# Sewage Ejector Pit



## CookeCarpentry (Feb 26, 2009)

Ok, so the wife approached me with yet another project. Installing a wet bar in our walk-out basement.

Basement currently has a full bathroom. The proposed location for a sink and diswasher is on the opposite side of the room (about 30 feet away).

I'm figuring that I need to use a sewage ejector pit for the sink and dishwasher. My problem is, I can't seem to find a way to size for just a sink and DW (pit size and lift). 

If possible, a pit would necessetate 8' of lift and about 12' of vertical run in a ceiling joist bay. 
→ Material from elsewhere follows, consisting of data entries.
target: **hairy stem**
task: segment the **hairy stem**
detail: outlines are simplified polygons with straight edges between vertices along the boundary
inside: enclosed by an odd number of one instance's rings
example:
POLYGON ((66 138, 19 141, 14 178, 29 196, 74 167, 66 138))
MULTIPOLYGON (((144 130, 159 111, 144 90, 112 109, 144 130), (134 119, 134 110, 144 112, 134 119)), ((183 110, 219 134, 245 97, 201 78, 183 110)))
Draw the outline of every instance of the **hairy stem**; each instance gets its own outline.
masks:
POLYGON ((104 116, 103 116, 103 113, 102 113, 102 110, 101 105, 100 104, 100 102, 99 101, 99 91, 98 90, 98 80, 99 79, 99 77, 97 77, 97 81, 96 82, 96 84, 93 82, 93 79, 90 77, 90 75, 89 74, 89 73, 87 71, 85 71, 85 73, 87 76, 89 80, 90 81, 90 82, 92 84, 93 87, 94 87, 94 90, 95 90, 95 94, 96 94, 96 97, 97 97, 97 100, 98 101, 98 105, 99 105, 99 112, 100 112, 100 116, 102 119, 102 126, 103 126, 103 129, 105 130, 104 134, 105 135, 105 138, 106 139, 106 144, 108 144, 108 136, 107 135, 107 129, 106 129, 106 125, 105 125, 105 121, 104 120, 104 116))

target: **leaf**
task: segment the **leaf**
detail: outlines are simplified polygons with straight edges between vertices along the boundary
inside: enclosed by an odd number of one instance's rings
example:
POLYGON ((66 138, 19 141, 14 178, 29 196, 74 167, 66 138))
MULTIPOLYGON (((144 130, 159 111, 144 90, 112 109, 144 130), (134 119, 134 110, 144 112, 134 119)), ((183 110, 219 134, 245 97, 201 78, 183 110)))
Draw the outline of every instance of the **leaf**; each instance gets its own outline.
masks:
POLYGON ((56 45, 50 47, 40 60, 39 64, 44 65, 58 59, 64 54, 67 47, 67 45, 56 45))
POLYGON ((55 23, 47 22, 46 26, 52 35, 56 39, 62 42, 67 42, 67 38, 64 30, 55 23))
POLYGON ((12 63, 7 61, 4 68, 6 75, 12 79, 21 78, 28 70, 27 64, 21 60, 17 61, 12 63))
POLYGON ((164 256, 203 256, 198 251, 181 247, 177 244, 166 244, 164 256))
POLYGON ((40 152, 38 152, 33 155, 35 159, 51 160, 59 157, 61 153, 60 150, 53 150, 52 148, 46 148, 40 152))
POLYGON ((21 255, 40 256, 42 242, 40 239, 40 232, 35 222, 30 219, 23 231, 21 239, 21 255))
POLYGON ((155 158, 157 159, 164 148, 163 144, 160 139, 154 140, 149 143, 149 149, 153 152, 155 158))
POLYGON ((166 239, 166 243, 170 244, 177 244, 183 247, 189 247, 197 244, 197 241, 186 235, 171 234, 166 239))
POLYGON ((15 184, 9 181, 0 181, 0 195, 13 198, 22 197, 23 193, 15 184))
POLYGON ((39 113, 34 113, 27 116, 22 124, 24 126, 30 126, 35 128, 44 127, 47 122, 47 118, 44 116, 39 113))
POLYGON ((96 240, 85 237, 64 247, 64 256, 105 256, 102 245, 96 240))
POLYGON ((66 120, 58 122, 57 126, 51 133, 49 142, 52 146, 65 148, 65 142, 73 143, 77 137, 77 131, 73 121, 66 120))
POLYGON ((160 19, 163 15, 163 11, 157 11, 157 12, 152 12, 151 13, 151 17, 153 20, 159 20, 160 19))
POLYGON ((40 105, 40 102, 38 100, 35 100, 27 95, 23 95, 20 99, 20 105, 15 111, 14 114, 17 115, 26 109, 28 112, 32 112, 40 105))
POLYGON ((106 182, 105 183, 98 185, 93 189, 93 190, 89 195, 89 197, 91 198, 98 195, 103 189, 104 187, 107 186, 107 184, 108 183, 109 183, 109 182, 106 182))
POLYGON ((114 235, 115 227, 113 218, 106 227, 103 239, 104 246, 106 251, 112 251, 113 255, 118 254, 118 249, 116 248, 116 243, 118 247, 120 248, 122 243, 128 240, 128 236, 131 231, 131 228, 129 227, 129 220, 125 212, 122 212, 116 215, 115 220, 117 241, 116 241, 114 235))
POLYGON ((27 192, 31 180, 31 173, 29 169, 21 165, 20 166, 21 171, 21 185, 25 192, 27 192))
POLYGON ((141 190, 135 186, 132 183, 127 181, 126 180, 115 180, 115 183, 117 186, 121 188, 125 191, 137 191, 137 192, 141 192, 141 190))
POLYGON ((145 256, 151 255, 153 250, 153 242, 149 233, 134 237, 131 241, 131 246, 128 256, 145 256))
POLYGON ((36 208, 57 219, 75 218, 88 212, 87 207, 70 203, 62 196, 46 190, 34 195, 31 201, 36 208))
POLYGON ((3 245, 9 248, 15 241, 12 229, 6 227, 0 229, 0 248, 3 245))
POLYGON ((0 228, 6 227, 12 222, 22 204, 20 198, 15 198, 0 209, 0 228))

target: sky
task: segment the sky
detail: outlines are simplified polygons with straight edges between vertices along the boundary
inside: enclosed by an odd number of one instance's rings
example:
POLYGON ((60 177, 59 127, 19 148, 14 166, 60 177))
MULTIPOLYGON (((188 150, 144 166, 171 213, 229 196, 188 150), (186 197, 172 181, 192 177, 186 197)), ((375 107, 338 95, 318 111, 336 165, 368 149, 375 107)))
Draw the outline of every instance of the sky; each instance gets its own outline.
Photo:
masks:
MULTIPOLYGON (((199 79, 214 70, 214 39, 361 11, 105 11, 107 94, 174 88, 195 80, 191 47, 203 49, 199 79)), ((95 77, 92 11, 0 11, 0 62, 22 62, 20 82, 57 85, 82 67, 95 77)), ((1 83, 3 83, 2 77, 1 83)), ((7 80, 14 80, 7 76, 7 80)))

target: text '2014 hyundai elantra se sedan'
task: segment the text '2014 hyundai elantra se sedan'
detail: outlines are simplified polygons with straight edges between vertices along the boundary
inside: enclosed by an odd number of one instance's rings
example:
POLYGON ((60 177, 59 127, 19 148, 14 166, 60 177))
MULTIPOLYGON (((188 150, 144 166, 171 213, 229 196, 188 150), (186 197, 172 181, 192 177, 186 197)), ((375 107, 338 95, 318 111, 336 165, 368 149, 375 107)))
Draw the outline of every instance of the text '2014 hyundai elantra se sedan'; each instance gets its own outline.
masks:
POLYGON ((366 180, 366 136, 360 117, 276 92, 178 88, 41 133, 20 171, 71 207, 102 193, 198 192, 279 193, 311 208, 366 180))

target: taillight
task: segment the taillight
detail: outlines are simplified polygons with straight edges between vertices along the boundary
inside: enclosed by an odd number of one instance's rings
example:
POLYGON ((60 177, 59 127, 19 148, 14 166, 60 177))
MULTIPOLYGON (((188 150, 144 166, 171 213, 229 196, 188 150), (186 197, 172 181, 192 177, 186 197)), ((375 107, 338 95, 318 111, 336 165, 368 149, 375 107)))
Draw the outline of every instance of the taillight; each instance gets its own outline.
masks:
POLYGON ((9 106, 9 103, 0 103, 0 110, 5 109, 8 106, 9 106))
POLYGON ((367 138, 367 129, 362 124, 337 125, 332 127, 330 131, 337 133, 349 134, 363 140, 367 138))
Any suggestions or recommendations?


----------



## Double-A (Jul 3, 2006)

You're not gonna like my suggestion. 

Get a plumber involved. They make undercounter setups just for this situation, or you can put the thing in the concrete, but in either case, you have to deal with more than just waste, you have to deal with venting. If you put the thing in concrete, be sure your water table never rises too much, cause if it comes up before this sump is full, its gonna try to float up and out of the hole. Ewww.

Some model codes require this have its own separate vent running all the way out without tying into another vent, minimum 2" in size. You also need to be sure to isolate the unit and the pipes for it properly or you're gonna wake the dead when it kicks on. Its gonna rumble the ceiling joists like crazy.

Oh, couple more things, dedicated GFCI circuit, check valve, union in the waste and vent lines for service....

Plumber. These take experience or they are more of a pain they they are worth.


----------



## CookeCarpentry (Feb 26, 2009)

Double-A said:


> You're not gonna like my suggestion.
> 
> Get a plumber involved. They make undercounter setups just for this situation, or you can put the thing in the concrete, but in either case, you have to deal with more than just waste, you have to deal with venting. If you put the thing in concrete, be sure your water table never rises too much, cause if it comes up before this sump is full, its gonna try to float up and out of the hole. Ewww.
> 
> ...


That's exactly what I was looking for. 

Separate (dedicated) vent is no problem as closets are stacked above the area. Knew about the GFCI dedicated circuit, etc.

Did not know they make under-sink models...do you know a manufacturer? Or a link?

EDIT: found a few manufacturers online. Anyone with experience with an undersink unit? I'm not worried about isolating the drain and vent lines in stud/joist bases, but with the actual unit sitting in a cabinet.


----------



## KillerToiletSpider (May 27, 2007)

CookeCarpentry said:


> That's exactly what I was looking for.
> 
> Separate (dedicated) vent is no problem as closets are stacked above the area. Knew about the GFCI dedicated circuit, etc.
> 
> ...


When it fails it's gonna ruin the cabinet.


----------



## tomgoral (Jul 13, 2010)

*Hey*

I would stay away from ejector pits. I worked on them long enough to hate them.


----------



## CCCo. (Jul 19, 2009)

*Hey*

Ok, who let the realtor in ? :whistling :w00t: :shutup:


----------